While we inhale the perfume of the flowers of the heath, we can honor truth, without being foolish flies, and without renouncing the love of the elegant and graceful. Not less did M. Chasles write to the Journal des Débats, a little before the revolution, in those generous words which we are happy to see again in his book:
"It is for you, politicians, to find a remedy for the evils of society. The interests of the masses are in your hands—those who have not enough to eat, and too much work. The verses of famished workmen, which we cannot sing, we weep over. The muse of Cooper, of Elliott, and of Crabbe, is not a muse, but a fury. You are reminded, that in accumulating wealth in one direction, you are increasing poverty in another; and that the poverty which complains at first avenges itself afterward."

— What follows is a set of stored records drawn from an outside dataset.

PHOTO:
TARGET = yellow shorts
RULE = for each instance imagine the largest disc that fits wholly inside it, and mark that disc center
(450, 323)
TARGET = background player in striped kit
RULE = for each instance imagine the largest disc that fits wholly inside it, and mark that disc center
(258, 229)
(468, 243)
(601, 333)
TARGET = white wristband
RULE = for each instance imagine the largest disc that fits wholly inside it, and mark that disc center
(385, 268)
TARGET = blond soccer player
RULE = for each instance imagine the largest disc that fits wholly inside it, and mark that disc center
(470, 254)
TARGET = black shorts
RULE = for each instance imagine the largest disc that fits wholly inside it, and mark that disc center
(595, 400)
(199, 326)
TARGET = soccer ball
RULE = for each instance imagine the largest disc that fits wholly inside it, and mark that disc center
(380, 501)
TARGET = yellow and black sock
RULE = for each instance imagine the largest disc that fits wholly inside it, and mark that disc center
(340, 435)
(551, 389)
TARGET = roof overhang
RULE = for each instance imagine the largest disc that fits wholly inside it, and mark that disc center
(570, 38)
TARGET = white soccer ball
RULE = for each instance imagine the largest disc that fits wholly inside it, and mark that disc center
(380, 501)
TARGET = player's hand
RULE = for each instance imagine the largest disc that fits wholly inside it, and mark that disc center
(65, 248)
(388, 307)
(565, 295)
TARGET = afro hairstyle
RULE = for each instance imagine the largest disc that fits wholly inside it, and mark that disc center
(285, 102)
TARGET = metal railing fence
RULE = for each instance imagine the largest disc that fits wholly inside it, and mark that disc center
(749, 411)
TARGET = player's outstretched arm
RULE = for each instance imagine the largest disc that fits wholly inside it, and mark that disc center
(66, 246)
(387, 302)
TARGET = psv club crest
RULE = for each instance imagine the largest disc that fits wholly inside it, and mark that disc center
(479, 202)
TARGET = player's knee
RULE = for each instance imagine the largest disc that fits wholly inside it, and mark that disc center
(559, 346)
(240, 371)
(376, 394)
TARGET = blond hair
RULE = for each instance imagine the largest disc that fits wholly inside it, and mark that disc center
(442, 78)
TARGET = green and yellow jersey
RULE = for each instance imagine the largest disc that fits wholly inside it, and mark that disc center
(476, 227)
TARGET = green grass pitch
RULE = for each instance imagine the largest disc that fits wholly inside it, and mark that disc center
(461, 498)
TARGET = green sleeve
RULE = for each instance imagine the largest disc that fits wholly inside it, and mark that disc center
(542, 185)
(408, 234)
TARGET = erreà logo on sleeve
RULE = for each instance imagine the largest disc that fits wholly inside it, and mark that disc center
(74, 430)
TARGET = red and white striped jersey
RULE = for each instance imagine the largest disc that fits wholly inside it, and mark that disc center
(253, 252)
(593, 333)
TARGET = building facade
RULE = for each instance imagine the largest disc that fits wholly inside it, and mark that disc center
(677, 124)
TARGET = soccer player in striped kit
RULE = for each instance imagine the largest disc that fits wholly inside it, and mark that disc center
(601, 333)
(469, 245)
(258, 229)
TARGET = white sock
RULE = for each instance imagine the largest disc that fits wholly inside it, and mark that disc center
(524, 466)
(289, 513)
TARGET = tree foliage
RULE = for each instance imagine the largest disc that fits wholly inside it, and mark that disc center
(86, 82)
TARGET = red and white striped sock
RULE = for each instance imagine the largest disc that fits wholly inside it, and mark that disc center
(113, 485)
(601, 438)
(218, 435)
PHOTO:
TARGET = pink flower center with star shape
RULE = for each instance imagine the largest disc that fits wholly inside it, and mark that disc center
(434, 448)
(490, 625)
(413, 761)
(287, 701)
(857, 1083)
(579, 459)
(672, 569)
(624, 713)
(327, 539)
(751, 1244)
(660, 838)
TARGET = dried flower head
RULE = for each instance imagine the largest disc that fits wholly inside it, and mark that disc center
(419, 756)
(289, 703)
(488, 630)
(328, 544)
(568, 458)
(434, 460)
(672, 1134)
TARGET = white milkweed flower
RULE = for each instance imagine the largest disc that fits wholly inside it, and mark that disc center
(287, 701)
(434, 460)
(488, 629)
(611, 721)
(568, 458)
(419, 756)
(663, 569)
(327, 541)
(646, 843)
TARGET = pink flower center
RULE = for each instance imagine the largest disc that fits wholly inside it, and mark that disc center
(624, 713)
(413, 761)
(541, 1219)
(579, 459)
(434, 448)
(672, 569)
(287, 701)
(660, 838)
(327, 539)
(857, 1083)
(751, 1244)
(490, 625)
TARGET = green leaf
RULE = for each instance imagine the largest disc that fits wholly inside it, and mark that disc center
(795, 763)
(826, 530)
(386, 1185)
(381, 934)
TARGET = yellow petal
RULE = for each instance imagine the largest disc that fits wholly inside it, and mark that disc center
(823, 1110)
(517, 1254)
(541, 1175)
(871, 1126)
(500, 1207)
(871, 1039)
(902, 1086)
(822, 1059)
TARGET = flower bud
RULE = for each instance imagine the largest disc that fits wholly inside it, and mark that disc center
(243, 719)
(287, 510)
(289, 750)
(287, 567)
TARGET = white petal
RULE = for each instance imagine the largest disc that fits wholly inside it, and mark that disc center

I do not know whether these words were prophetic, but I see in them a noble sentiment, unfortunately too rare among those who love elegance and grace. Let us be elegant, if we can; gracious, if we know how. But, besides those desirable qualities of the old French society, let us show in the light of heaven that living active charity which only can strengthen by purifying the existence of the new order of society. The grandchildren of Boufflers, we expose ourselves no more to ridicule in saying: "Monsieur le roi, faite-moi une paire de souliers." The king will make the shoes if it is his vocation. The grandchildren of Boufflers should do their duty—that is to say: contribute with all their mind to find out, according to the expression of Chasles, efficacious remedies for social evils. When workmen are more happy, they will write less poetry, or at least they will write more calmly. See the American spinners of Lowell. Ah! Lucinda or Tancreda has never lifted up her voice to heaven with the despair of Elliott. An amorous complaint suffices her; a sonnet, or a love-sigh, breathed by the light of the stars, consoles her for the labors of the day. American society works first; when it has conquered an independence, it sings. All Americans do not accept the saying of one of their journalists: "Political and practical life is sufficient for man. Imagination is a peril—arts a misfortune." So far from proscribing the arts and imagination, Cooper, Irving, Audubon, and many others are among those who have magnified the literature of their country. But the greater part, with that fruitful wisdom which characterizes them, applaud the advice of Channing:
"I made a resolution of presenting a gift to my country in the form of an epic. But I had prudence enough to postpone it until I should have a fortune. I then commenced to make my business known, after which I retired into solitude with my imagination."
In Europe it is just the contrary. We ask the imagination to make our business known, and we retire into solitude with our fortune or our poverty. Which course avails the more for our glory? Which for our repose?